4 Popular Stocks You Need to Sell or Avoid Completely in 2023

A year on, the Fed is still increasing interest rates in its battle to bring inflation down. Minutes from the Fed’s policy meeting show that the Fed officials are keen on raising interest rates. This could keep the stock market under pressure this year. In this scenario, let’s see why it could be wise to avoid Shopify Inc. (SHOP), Snap Inc. (SNAP), SoFi Technologies, Inc. (SOFI), and Digital World Acquisition Corp. (DWAC).

A key inflation figure that the Fed closely tracks is the Personal Consumption Expenditure (PCE). It rose 0.6% sequentially and 5.4% year-over-year, indicating that inflation was still at elevated levels and the Fed has its work cut out. In addition, the jobs report surprised Wall Street as unemployment fell to 3.4%, and nonfarm payrolls increased by 517,000, coming way above estimates of 187,000.

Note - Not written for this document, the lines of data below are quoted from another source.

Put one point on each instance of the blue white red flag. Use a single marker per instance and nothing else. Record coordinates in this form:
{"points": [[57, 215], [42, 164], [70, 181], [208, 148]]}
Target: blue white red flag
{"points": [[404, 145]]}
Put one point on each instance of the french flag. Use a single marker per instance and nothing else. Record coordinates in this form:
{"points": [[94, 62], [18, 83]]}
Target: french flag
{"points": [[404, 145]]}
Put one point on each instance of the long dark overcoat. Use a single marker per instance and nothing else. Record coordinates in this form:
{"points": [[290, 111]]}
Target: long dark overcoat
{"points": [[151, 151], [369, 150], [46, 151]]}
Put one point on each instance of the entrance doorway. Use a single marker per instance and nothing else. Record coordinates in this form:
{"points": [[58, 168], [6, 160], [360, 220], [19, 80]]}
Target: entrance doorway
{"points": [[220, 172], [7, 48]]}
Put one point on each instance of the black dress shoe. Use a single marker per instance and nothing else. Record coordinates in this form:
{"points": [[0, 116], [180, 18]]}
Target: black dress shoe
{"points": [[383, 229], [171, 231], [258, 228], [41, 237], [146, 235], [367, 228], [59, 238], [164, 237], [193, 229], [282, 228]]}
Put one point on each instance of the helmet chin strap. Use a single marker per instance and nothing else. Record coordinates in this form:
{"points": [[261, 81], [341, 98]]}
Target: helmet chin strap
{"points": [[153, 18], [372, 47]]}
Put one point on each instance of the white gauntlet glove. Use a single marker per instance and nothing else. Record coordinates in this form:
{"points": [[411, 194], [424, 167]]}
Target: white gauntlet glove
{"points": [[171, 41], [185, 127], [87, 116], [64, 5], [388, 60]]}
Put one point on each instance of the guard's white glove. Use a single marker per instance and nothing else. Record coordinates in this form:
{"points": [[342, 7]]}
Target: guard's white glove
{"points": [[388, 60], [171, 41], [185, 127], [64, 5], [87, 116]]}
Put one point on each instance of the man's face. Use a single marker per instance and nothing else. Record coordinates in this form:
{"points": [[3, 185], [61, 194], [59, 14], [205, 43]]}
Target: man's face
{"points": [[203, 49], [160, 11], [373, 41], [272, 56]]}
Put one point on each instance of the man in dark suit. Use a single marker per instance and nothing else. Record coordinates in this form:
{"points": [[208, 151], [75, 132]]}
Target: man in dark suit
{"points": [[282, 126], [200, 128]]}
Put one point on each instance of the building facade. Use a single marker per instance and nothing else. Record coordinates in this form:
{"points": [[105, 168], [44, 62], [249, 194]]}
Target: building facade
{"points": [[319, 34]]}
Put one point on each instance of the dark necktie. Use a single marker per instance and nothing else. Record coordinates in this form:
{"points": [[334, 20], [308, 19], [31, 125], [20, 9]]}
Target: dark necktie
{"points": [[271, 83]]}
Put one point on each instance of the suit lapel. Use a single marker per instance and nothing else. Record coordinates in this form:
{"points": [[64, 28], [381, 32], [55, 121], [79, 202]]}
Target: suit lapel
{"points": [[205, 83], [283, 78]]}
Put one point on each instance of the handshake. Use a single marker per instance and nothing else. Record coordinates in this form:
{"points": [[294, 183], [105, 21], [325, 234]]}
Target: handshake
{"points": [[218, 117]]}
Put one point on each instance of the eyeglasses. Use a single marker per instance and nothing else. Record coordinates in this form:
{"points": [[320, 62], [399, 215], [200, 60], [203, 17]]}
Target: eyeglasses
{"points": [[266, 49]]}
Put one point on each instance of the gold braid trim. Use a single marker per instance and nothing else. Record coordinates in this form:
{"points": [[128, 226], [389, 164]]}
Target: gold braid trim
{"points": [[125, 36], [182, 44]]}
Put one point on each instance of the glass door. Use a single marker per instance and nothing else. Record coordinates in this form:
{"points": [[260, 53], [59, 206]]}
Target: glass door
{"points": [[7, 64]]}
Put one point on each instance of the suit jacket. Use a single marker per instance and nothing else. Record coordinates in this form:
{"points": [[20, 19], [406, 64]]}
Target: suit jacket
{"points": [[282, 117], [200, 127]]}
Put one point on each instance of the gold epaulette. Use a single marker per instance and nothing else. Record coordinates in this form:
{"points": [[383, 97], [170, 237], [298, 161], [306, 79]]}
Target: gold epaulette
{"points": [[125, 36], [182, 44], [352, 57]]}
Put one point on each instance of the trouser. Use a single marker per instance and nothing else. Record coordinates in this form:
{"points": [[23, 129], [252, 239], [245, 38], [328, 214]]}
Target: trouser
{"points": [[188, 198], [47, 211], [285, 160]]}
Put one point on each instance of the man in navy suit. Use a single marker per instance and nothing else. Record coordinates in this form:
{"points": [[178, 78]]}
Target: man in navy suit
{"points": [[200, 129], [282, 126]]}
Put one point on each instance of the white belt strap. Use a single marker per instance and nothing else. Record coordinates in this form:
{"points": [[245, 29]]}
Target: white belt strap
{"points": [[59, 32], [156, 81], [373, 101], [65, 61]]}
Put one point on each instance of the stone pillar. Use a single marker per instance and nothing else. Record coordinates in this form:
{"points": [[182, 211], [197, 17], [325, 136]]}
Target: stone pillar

With inflation still well above the Fed’s long-term 2% target, the central bank is unlikely to stop the rate hikes anytime soon. Many analysts expect the federal funds rate to surpass 5%. This is expected to keep the market under pressure this year.

Furthermore, researchers doubt the ability of the Fed to engineer a soft landing in which inflation returns to the target by the end of 2025 without a mild recession.

Given these factors, it could be wise for investors to avoid fundamentally weak stocks SHOP, SNAP, SOFI, and DWAC.

Shopify Inc. (SHOP)

Headquartered in Ottawa, Canada, SHOP provides a commerce platform and services worldwide. The company's platform enables merchants to display, manage, market, and sell its products through their various sales channels and enables them to manage products and inventory, process orders and payments, and fulfill and ship orders.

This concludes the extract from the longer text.